All news
|
Print
12 June 2013 - Media release

INTERPOL Secretary General visits Mongolia, world's fastest growing economy

ULAANBAATAR, Mongolia – In his first official visit to Mongolia as INTERPOL Secretary General, Ronald K. Noble met with senior government and police officials to examine crime threats facing the country and identify prospects for enhancing Mongolia’s use of INTERPOL’s global tools and services to combat them.

Meeting with Minister of Justice, Temuujin Khishigdemberel, State Secretary of the Ministry of Justice Mrs Bayartsetseg Jigmiddash and Chief Commissioner of the National Police Agency, Brigadier General Bilegt Bayanmunkh, Mr Noble discussed key issues challenging Mongolia’s police agencies, including organized crime, protecting cultural heritage and human trafficking.
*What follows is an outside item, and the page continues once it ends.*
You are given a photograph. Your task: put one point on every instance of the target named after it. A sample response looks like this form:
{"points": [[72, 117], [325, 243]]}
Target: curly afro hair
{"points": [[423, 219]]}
“INTERPOL’s role in providing support to the criminal justice reform in Mongolia is critical not only to the investigation of highly sensitive organized crimes, but also to the capacity building of our law enforcement agencies in preventing and combating emerging transnational crimes such as human trafficking, drug smuggling, money laundering and crimes against our cultural heritage,” said Minister Temuujin.

Ongoing justice sector reforms are under way in Mongolia to enhance the country’s ability to fight new types of crimes, including a new law creating an Independent Investigation Authority which has been drafted and submitted to the Parliament. The reforms are expected to involve closer collaboration with INTERPOL in the areas of border security management, cybercrime and training for Mongolian officers.

“Mongolia is firmly committed to increasing its international law enforcement cooperation, and to expand its police organization and investigation agency’s close work and partnership with INTERPOL,” added Minister Temuujin.

“While a robust economy offers many benefits to the population, it unfortunately opens up new avenues for criminals as well, wishing to exploit the new wealth and opportunities. INTERPOL has committed to provide Mongolia with INTERPOL's Integrated Border Management for Mongolia to help keep the country and its people safe,” added INTERPOL Secretary General Ronald K. Noble.

“My meetings with the Minister of Justice, the State Secretary and the Commissioner General, in addition to the staff at the National Central Bureau have enabled me to see first-hand the policing challenges facing Mongolia and how INTEPROL can continue to provide its support,” concluded the INTERPOL Chief.

Mr Noble’s mission to Mongolia makes it the 167th country he has visited since first being elected Secretary General of the world police body in 2000.